Thursday, 17 January 2008

Bumper day for M&A

One of my predictions for 2008 was that M&A would continue apace as valuations eased and IPOs dried up. If the first two weeks of the year is anything to go by, I might be proved right!

Yesterday, three significant deals were announced - although, to be fair, two of them were conclusions of bids started in 2007.

- Oracle 'won' its $8.5b battle for BEA Systems. raising its offer by 14% to $19.375 per share was enough to win over the board.

- SAP announced that it had enough shareholder support to conclude its €4.8b purchase of Business Objects.

- The new deal was Sun Microsystems buying MySQL for $1b. MySQL is a European-based open source database company which challenges the likes of Oracle, IBM and Microsoft. Although revenues are growing rapidly (up 50% last year) they still amounted to only $70m.
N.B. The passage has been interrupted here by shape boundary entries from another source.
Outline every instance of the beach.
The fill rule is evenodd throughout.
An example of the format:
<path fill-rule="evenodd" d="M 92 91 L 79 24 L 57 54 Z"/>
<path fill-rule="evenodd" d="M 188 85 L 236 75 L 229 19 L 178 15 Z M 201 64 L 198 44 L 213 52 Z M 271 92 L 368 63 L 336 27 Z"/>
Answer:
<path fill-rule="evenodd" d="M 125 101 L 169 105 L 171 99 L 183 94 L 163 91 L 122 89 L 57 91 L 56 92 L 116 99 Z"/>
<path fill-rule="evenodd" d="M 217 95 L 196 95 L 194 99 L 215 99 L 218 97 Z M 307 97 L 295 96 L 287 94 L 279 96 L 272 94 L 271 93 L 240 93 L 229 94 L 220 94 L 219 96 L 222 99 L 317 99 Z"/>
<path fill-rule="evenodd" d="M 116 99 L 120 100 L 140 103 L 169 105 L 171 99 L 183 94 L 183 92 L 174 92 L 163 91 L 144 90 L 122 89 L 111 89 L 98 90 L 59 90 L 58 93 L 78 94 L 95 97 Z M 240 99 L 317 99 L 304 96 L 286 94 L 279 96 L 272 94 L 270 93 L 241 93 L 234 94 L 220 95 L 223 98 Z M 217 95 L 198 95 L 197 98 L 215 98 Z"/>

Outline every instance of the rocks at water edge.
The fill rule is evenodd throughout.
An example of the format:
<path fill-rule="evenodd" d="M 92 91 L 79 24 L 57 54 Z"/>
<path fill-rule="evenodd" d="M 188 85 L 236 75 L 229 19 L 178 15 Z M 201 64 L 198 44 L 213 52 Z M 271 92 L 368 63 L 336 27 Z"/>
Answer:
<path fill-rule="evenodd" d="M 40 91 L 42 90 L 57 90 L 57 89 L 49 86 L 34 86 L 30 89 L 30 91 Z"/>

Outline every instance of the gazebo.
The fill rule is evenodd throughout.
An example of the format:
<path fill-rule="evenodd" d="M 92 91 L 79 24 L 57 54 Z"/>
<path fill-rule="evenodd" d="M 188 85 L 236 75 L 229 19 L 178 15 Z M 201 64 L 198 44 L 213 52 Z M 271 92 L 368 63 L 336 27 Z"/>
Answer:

But, I guess that's what happens when you distribute your software for free! This disruptive software model plays precisely with Sun's view of the world. But, even so, the $1b price tag looks pretty good!

This software consolidation is just the continuation of a well-established trend. What yesterday showed is that the turn down in tech stocks has made no effect on the appetite for M&A. Indeed in a conference discussion yesterday, I made the point that the only real opportunity for successful tech stock investment in 2008 would be to pick the M&A targets.